An operating system (OS) is system software that manages the hardware and software resources of the computer and provides common services for computer programs. All computer programs, excluding firmware, require an operating system to operate. Time-sharing operating systems plan tasks for efficient system use and may also include accounting software for allocating processor time, mass storage, printing, and other resources.
For hardware functions such as input and output and memory allocation, the operating system acts as an intermediary between the programs and the hardware of the computer, although the application code is usually executed directly by the hardware and often makes calls from the computer. System to an OS function or is interrupted by that. Operating systems are found on many devices that contain a computer - from cell phones and video game consoles to web servers and supercomputers.
The dominant desktop operating system is Microsoft Windows with a market share of around 83.3%. MacOS of Apple Inc. occupies the second place (11.2%) and the varieties of Linux occupy the third position (1,55%). In the mobile sector (smartphones and combined tablets), according to data for the third quarter of 2016, Google Android dominates with 87.5 percent and a growth rate of 10.3 percent a year, followed by iOS by Apple with 12 , 1 percent and a decrease per year in the market of 5.2 percent, while other operating systems amounted to only 0.3 percent. Linux distributions are dominant in the server and supercomputer sectors. There are other specialized classes of operating systems, such as embedded and real-time systems, for many applications.
The first computers were built to perform a number of unique tasks, such as a calculator. Basic operating system functions were developed in the 1950s, as resident monitor functions that could automatically run different programs in succession to speed up processing. Operating systems did not exist in their modern and more complex forms until the early 1960s. Added hardware features, which allowed the use of run-time libraries, interrupts, and parallel processing. When personal computers became popular in the 1980s, the operating systems were made for them similar in concept to those used on larger computers.

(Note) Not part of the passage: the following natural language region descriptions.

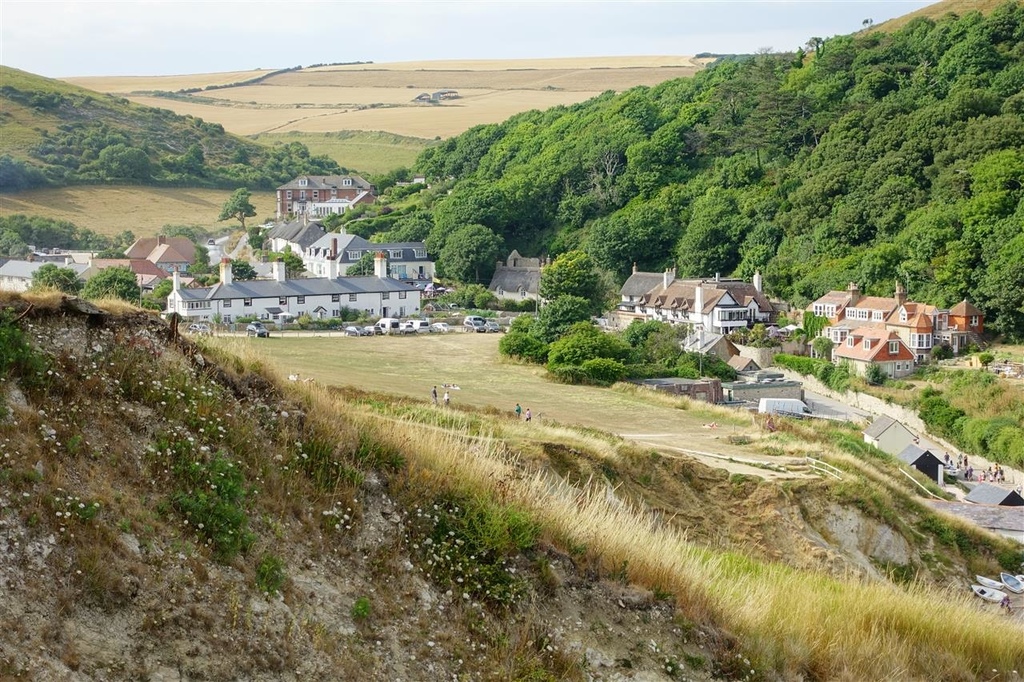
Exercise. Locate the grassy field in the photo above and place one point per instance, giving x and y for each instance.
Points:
(410, 366)
(109, 210)
(370, 152)
(375, 97)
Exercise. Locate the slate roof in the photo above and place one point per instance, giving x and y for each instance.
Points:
(964, 309)
(912, 453)
(303, 287)
(327, 182)
(304, 233)
(986, 494)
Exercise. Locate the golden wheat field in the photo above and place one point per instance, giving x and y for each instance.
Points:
(142, 210)
(379, 97)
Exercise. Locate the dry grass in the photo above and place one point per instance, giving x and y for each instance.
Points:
(794, 623)
(370, 97)
(109, 210)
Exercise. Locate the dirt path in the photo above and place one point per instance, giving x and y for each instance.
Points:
(411, 366)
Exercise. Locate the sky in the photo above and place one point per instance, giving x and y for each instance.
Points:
(144, 38)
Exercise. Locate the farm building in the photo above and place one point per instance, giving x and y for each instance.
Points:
(986, 494)
(888, 435)
(922, 460)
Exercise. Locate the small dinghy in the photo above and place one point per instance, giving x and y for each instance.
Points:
(1012, 583)
(989, 583)
(989, 594)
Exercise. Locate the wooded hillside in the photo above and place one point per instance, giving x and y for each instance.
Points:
(56, 134)
(869, 158)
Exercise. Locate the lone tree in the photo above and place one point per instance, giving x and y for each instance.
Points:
(239, 207)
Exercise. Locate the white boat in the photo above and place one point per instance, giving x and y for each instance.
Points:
(990, 595)
(989, 583)
(1012, 583)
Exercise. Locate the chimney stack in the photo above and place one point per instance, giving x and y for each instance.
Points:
(854, 291)
(900, 293)
(380, 265)
(225, 270)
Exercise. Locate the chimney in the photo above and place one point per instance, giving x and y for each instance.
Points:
(854, 291)
(380, 265)
(225, 270)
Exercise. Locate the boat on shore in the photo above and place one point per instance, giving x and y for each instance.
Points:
(989, 594)
(1013, 583)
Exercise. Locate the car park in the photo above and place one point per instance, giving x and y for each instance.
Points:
(256, 329)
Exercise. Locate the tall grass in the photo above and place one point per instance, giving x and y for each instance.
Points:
(785, 622)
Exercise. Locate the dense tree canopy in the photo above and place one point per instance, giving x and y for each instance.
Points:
(870, 158)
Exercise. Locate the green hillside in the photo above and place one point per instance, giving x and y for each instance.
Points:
(54, 134)
(870, 158)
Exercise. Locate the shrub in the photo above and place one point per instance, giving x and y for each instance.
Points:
(523, 346)
(603, 371)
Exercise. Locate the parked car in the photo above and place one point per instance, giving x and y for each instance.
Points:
(256, 329)
(474, 324)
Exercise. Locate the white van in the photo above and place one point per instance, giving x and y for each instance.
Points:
(783, 407)
(389, 326)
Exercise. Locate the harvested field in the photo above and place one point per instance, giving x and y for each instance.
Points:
(379, 97)
(142, 210)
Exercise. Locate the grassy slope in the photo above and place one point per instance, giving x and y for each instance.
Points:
(939, 9)
(365, 152)
(109, 210)
(309, 449)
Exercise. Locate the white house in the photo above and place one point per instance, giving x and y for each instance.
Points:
(333, 254)
(718, 305)
(273, 299)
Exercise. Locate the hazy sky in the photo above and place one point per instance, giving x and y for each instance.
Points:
(133, 37)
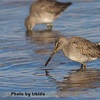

In the 1940s, the first digital electronic systems had no operating systems. The electronic systems of this time were programmed in rows of mechanical switches or by jumper cables in plug cards. These were special systems that, for example, generated ballistic tables for the military or controlled the printing of payroll checks from punch card data. After inventing the general purpose programmable computers, machine languages (consisting of strings of binary digits 0 and 1 on the perforated paper tape) were introduced which accelerated the programming process (Stern, 1981).